The Department of Industrial Relations’ (DIR) new criteria for determining who can serve as a QME without going through due process is the center of a new controversy and complaint against the DIR and its director, Christine Baker.
Employers rights attorney Nicholas Roxborough filed the suit in the Los Angeles County Superior Court on behalf of three QMEs whose recertification were denied without notice or first conducting a hearing.
Roxborough told Workers’ Comp Executive in an exclusive article about the case, “Respondents are acting both as the prosecuting attorney and the judge regarding enforcement of Respondents’ own illegal regulations, thus imposing the sentence of denial of QME reappointment licenses before any evidence is presented before an impartial body.”
By effectively challenging and attempting to eliminate hourly billing code 104 for QMEs, the DIR/DWC have improperly accused QMEs of having violated the medical-legal fee schedule, thereby purporting to justify Respondents’ denials of reappointment licenses to hundreds of QMEs. Respondents are essentially accusing QMEs of fraud, where none exists or has been proven, and are using these allegations as a pretext to demanding payments, the failure of which is to then lead Respondents to deny QMEs their license to serve as QMEs.
The case not only challenges the denied recertification, but the DIR’s analysis of the disputed bills. The DIR created new rules changing the medical-legal fee schedule applicable to QMEs and effectively eliminating hourly billing code ML 104, without following the necessary rule-making procedures under the Administrative Procedures Act, Government Code § 11340, et seq.
According to the detailed lawsuit, approximately 400 doctors have been systematically denied and eliminated from the system by what amounts to the DIR’s “underground regulations,” where internal guidelines and actions consisting of statutes and regulations that have been supplemented with new, different and/or additional criteria have not been properly adopted through the Administrative Procedures Act.

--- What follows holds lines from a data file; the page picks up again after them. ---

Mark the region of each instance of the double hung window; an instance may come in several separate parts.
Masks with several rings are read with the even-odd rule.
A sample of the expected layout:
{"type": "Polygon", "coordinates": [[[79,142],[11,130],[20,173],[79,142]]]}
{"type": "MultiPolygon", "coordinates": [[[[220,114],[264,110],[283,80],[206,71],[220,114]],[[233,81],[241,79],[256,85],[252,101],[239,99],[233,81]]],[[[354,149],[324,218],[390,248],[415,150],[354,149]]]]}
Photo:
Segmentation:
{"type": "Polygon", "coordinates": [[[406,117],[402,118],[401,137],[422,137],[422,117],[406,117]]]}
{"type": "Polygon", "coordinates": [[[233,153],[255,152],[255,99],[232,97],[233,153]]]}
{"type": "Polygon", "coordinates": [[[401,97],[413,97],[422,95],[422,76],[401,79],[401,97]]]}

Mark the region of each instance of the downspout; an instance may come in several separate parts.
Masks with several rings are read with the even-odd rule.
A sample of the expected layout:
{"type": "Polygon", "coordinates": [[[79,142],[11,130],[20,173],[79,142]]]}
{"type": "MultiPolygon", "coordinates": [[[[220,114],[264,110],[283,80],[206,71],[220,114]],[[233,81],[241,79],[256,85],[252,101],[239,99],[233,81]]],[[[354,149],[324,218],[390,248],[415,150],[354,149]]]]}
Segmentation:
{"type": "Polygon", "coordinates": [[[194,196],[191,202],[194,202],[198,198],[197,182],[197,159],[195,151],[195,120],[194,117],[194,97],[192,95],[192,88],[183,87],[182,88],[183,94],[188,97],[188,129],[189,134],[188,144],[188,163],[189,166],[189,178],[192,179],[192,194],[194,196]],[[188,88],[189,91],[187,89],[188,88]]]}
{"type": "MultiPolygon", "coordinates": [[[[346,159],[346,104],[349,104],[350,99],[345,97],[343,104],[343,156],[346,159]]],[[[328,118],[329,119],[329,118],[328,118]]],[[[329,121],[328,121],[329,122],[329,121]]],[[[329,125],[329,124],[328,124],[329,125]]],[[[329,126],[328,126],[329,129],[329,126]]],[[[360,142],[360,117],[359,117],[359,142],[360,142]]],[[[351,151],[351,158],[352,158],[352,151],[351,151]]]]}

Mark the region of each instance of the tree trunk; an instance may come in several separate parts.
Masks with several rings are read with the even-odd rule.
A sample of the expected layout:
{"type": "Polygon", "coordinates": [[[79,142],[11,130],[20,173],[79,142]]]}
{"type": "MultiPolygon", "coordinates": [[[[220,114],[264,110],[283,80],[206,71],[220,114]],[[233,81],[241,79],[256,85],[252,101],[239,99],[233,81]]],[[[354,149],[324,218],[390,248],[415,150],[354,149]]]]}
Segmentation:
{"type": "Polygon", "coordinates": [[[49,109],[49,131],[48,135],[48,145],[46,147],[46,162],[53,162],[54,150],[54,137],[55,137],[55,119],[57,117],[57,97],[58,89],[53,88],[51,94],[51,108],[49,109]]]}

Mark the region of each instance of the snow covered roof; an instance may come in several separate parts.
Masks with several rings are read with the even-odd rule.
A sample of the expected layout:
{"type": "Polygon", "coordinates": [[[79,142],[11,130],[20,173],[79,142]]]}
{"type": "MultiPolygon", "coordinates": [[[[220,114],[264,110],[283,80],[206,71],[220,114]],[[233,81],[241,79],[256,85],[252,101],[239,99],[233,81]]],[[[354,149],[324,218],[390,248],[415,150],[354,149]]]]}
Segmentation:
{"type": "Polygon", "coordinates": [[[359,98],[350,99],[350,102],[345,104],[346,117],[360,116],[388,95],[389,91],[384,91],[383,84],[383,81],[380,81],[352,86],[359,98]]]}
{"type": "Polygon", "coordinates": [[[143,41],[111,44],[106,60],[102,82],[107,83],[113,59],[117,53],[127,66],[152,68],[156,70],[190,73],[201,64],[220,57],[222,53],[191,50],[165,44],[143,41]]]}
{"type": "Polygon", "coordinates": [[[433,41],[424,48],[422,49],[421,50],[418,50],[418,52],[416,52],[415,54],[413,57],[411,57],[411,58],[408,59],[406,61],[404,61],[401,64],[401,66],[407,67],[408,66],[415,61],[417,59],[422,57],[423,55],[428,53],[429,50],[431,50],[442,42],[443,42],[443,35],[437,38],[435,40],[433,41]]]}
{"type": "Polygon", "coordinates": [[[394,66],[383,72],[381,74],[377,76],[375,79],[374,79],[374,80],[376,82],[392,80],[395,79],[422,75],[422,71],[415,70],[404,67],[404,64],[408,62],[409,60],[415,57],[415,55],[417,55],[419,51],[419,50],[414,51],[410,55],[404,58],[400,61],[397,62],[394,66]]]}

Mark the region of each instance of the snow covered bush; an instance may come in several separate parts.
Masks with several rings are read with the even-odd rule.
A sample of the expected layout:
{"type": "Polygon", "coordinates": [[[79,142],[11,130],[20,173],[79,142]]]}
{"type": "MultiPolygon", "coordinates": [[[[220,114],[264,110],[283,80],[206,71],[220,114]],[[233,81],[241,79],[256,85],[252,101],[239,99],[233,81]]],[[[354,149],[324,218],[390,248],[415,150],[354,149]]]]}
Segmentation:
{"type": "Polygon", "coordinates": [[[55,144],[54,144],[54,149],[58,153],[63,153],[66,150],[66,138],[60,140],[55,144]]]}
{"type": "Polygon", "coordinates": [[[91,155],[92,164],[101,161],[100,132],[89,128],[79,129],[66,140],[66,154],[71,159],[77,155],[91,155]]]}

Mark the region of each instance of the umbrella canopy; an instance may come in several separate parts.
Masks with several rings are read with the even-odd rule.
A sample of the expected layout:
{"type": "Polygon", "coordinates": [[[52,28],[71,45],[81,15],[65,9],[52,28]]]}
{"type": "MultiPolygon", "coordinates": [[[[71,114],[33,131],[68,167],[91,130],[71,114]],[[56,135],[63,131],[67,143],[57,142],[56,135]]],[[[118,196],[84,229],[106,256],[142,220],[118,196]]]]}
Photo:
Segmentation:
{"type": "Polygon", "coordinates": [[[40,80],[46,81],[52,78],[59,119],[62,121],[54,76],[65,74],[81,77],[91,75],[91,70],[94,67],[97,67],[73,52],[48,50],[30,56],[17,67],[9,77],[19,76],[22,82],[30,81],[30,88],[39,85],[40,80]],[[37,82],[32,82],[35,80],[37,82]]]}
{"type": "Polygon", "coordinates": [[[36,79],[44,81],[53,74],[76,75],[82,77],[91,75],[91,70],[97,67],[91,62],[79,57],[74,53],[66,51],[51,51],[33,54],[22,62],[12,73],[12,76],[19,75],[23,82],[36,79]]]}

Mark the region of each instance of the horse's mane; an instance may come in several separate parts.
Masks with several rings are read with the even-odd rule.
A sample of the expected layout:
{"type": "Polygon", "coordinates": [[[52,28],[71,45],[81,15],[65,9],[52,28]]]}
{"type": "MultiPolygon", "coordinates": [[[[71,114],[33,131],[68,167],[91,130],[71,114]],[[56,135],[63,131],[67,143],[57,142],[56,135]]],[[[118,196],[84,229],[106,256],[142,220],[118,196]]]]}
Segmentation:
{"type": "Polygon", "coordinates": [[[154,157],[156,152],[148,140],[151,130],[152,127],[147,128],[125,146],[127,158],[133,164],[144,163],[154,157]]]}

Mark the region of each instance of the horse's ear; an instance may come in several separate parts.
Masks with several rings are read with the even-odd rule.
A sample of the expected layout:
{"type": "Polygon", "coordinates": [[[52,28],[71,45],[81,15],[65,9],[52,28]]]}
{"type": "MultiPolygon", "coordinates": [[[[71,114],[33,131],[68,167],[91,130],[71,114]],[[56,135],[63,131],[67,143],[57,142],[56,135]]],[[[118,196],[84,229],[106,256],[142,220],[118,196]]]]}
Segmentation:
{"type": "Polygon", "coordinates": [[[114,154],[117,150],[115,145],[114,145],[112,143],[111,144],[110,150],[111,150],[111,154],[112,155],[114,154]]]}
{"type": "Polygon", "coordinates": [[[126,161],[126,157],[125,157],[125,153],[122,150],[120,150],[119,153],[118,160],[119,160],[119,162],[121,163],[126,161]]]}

The complaint asks the court to declare that the DWC has adopted underground regulations, and order the agency to stop relying on the alleged improper rules. It is also seeking a court order directing the DWC to immediately reappoint the plaintiff’s certification to serve as QMEs, pending the conclusion of a hearing on the merits of the improper billing allegations. The mere filing of this case has already started to permeate the four corners of the healthcare community, the legal community, key organizations within the State of California and the injured worker community.
For questions about the due process right of QMEs and more information about this suit, please contact Nicholas Roxborough, Burton Falk or David Carman at 818.992.9999 or via npr@rpnalaw.com.
Third-Party Coverage of Complaint
“See Ya In Court,” Workers Comp Zone
“Providers Say DWC Used Underground Regs to Deny QME Recertification,” WorkCompCentral (subscription required)
“DIR Terminates 400 QMEs Without Hearings,” Workers’ Comp Executive
Snapshot
Case: Howard V. California DIR
Plaintiffs: Drs. Timothy Howard, Meera Jani, and Benjamin Simon
Issue #1: DIR’s interpretation of allowable billing codes under ML 104. In adopting a seemingly new and more stringent interpretation of what qualifies for ML 104 billing, the Medical Unit is alleged to have instituted new “underground relations.”
Issue #2: None of the subsections (1)-(7) of Labor Code 139.2(b) state that an alleged misapplication of billing codes by QMEs is a ground for denial of reappointment as a QME.
Issue #3: Labor Code 139.2 provides for a hearing prior to the suspension or termination of the privilege of a physician to serve as a QME. Title 8 California Code of Regs. 63 only permits Respondents to notify a QME of their initial determination of their intent to seek to deny reappointment, and then, of their final determination to seek to deny reappointment.